Après la perquisition de ses locaux à Paris, la plateforme X invoque cette raison spécifique pour qualifier la procédure de manœuvre politique

La tension est montée d’un cran, mardi, entre le réseau social X et les autorités judiciaires françaises. Alors que des enquêteurs investissaient les bureaux parisiens de l’entreprise dans le cadre d’une investigation sur la cybercriminalité, la direction de la plateforme a réagi avec virulence. Au cœur de cette confrontation, une procédure que le groupe américain considère comme juridiquement infondée et dont il conteste les véritables motivations.

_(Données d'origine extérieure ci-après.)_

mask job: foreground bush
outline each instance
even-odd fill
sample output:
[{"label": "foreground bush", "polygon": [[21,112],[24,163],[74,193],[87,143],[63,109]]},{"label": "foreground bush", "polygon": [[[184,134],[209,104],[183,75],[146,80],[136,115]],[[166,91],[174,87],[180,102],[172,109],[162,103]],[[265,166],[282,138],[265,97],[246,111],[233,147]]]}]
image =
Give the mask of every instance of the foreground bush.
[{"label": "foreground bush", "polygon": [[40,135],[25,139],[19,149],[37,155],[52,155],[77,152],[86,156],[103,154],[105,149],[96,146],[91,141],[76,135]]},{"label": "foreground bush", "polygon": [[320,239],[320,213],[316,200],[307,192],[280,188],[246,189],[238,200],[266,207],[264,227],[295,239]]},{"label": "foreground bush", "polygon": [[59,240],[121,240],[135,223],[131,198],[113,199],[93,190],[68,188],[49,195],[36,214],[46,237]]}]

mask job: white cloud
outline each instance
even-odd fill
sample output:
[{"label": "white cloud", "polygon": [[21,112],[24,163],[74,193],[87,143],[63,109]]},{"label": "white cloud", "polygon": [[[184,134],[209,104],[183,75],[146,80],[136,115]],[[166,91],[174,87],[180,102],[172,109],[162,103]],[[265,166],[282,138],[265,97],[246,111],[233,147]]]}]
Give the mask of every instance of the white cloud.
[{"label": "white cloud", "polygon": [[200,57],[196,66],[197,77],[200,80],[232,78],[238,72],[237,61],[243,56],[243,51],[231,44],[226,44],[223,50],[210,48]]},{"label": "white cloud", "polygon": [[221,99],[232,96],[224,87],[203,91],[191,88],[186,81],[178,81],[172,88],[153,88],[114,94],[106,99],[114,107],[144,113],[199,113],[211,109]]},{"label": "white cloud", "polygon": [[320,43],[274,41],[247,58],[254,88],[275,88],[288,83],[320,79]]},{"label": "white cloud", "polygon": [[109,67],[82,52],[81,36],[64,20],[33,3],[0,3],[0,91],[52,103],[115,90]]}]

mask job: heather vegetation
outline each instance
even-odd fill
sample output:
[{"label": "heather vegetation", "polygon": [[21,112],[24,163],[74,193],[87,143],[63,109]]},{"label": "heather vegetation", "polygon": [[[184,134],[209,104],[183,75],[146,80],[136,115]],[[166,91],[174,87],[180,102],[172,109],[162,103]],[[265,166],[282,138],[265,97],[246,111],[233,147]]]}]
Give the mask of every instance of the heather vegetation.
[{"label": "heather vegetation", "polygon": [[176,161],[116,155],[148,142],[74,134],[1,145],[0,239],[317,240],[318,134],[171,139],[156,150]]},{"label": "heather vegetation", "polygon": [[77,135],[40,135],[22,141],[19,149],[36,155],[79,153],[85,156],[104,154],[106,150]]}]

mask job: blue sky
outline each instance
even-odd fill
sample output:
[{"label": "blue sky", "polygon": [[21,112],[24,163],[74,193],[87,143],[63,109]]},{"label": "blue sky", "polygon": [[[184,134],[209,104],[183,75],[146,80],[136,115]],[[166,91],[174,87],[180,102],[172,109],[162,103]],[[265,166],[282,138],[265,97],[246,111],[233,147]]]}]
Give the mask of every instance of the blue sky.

La réponse ne s’est pas fait attendre. Suite à l’opération menée par la section de lutte contre la cybercriminalité du parquet de Paris, le réseau social a publié un communiqué dénonçant un « acte judiciaire abusif ». Selon les informations relayées par Anadolu, la plateforme estime que cette perquisition repose sur des « motivations politiques » et ne respecte pas le cadre légal approprié pour une entreprise dont le siège décisionnel se trouve aux États-Unis.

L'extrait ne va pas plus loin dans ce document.